Le journaliste New Yorkais consacre au psychiatre, révolutionnaire martiniquais, héros de l’indépendance algérienne, une vibrante biographie, publiée en France à La Découverte. Une fresque qui embrasse, avec la vie d’un homme, tout un siècle de décolonisation et de bouleversements intellectuels et politiques.

Publié le 22 avril 2024 dans le quotidien L’Humanité

Rosa Moussaoui

Adam Shatz est le rédacteur en chef pour les États-Unis de la London Review of Books. Il collabore régulièrement à la New York Review of Books, au New Yorker et au New York Times Magazine. Il est aussi professeur invité au Bard College et à l’Université de New York. La biographie qu’il consacre à Frantz Fanon, Une vie en révolutions (La Découverte, 2024), se lit comme le roman d’une vie, d’un engagement, comme la traversée d’un siècle qui a vu se libérer, avec le soulèvement des peuples colonisés, la moitié de l’humanité.

La biographie intellectuelle que vous consacrez à Fanon tient de la fresque, elle s’inscrit dans l’histoire longue des luttes dont la mémoire a forgé le révolutionnaire ; elle embrasse une vaste géographie transatlantique. Que disent de Fanon ces coordonnées spatiales et temporelles ?

J’y insiste sur l’aspect pluriel de son trajet. Le titre en anglais est The Rebel’s Clinic ; The Revolutionary Lives of Frantz Fanon et en français, Frantz Fanon, une vie en révolutions. Parce qu’il a pris part à de multiples révolutions, intellectuelles, politiques, philosophiques, telles que la négritude, l’existentialisme, la phénoménologie, l’anticolonialisme, la lutte pour l’indépendance de l’Algérie, le combat en Afrique.
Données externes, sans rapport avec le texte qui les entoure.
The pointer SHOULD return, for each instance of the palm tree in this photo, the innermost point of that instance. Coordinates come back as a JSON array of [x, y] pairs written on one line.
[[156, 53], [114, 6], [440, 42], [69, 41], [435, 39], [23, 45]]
Je voulais souligner cet aspect multiple de sa vie, de sa recherche de soi-même, son projet de s’ancrer dans des appartenances tout en s’engageant dans les révolutions des autres. Cette multiplicité revêt un aspect géographique, parce que Fanon était un nomade et sa pensée en porte la marque. J’y vois un contraste avec son mentor, Aimé Césaire, le poète martiniquais qui est devenu un homme d’État, et qui a présidé à la départementalisation de la Martinique.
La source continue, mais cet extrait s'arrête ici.